Well I had an almost certain solution for paying for it but something came up that it didn't work out.. I don't feel like getting into it.. ..tomorrow there might be a way but.. I doubt it.. I fucking have bad luck following me, I can move mountains, makes no difference. I can't even go off about how disgusted I feel and stuff. I'm going in shut down mode.
that I've been trying to pay for school for the past 4 months and that it's not been working out.. and that that solution I had found was really gonna work out but it didn't at the last minute.. and that the back-up plan that I should know about tomorrow is probably not gonna work out either.. and that I have to pay *last delay* on Monday. I don't wanna take a semester off. ANOTHER one. I hate it here, it brings me down, I need to go to school, too see my friends, and my boyfriend. I just will probably check myself in an asylum until something comes up. Trying my hardest doesn't do anything, so fuck it.
maybe this is the universe's way of telling you you're on the wrong path....may not be want you want to hear but its something to think about
No like last week.. but the 15th is the last day to pay and not be dropped. I was gonna get my plane ticket for this week-end and start on Monday.
*hug* it isn't much, but it's the best I can do from here. I'll try and send you some of my luck (what little I have)
you could always spend this semester working so you have the money to go back next semester. i know it's not what you want to hear, but sometimes the only way out is through. *hugs*
aww Penny, don't talk like that... frustrating yes, I can't even imagine!! but try to look at it as an opportunity to experience, learn, and grow in other areas of life. Perhaps you'll find other talents and interests you never knew you had, just roll with it...
I understand how hard it is not getting what we want in life. But is it really worth giving up? I am trying to be real nice to you. But the fact is you hit a nerve in me. It would have been so easy for me to give up in life. Years ago I lost the only person I have ever loved. She died in my arms. After that I went into Post Traumatic Stress mode and ended up living in the streets. No one would have blamed me if I gave up. I have seen horror in those streets. Yes loosing the only one I loved and 4 years in the streets was hard. Did it break me? No. It was a hard thankless job pulling my life back together. But I did it and now I am one of the wealthiest fuckers I know. My point is you have a safe place to live. You can get a job and earn money to go to school. You have a good and creative mind. One semester is nothing. If your relationship is real a few months will only make you two stronger. Suggest you not give up. Sometimes the universe has better plans for us than we do.
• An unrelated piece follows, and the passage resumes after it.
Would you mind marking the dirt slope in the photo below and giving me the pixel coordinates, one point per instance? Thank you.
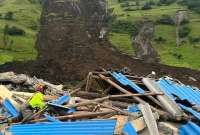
(69, 46)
I know all this. Only I'm tired.. And I didn't even wanna go to school in the first place and only went to be close to the guy I wanted to spend the rest of my life with, and I spent 100,000 euros on it already, so if I couldn't finish.. since I already lost the first thing.. it would really haunt me for the rest of my life. And yes a semester is a lot. I already took a semester off last Fall and it was horrible. I had to work which was horrible, I became a coke-addict and had a horrible relationship. Maybe this relationship will last but.. honestly for it to I'll have to go there (cause he won't come here, I'm always the one who goes everywhere for others), and not work.. I can't work in the U.S, I am not a resident. I can work when I'm in school only. Besides, do you know a job that'll pay me 10,000 dollars in 4 months? No, that doesn't exist. And whatever.. I just don't even think there's gonna be a way in January anyways.. nothing works for me ever, I fucking do things few people my age or older even do or would ever do, yet life thanks me like this, well fuck it. I am tired of being perseverant and optimistic and lalalala stupid fool in a world where all she'll be is fucked-over. So ciao.
I have had to take the last 4 years off school. Chill. If you don't feel like being cheerful and perseverant don't. Go take drugs, eat chocolate or sit around and do nothing. You will know what to do later on.
But it wouldn't bother me if *only* my life wasn't in the U.S now.. and I can't go back to it until I have school, that's the thing! And I think I've made huge efforts after my accident to not give-up.. yet see how "the universe" thanks me?
haha.. I wish school cost only 200 bucks. Why the fuck did I move out to the U.S in the first place.. ugh.. what a naive idiot I was to think it would be worth it. I'm sorry, I'm just really bitter. But I don't think anyone can put themselves in my place, I don't know anyone who's done what I have. It's actually creepy I'm still around after all I've been put through. I'm a serious moron.
So have numerous people here. The truth is some have had it even worse. She is upset so I am not going to push the issue and tell her how absurd and ridiculous that last statement was.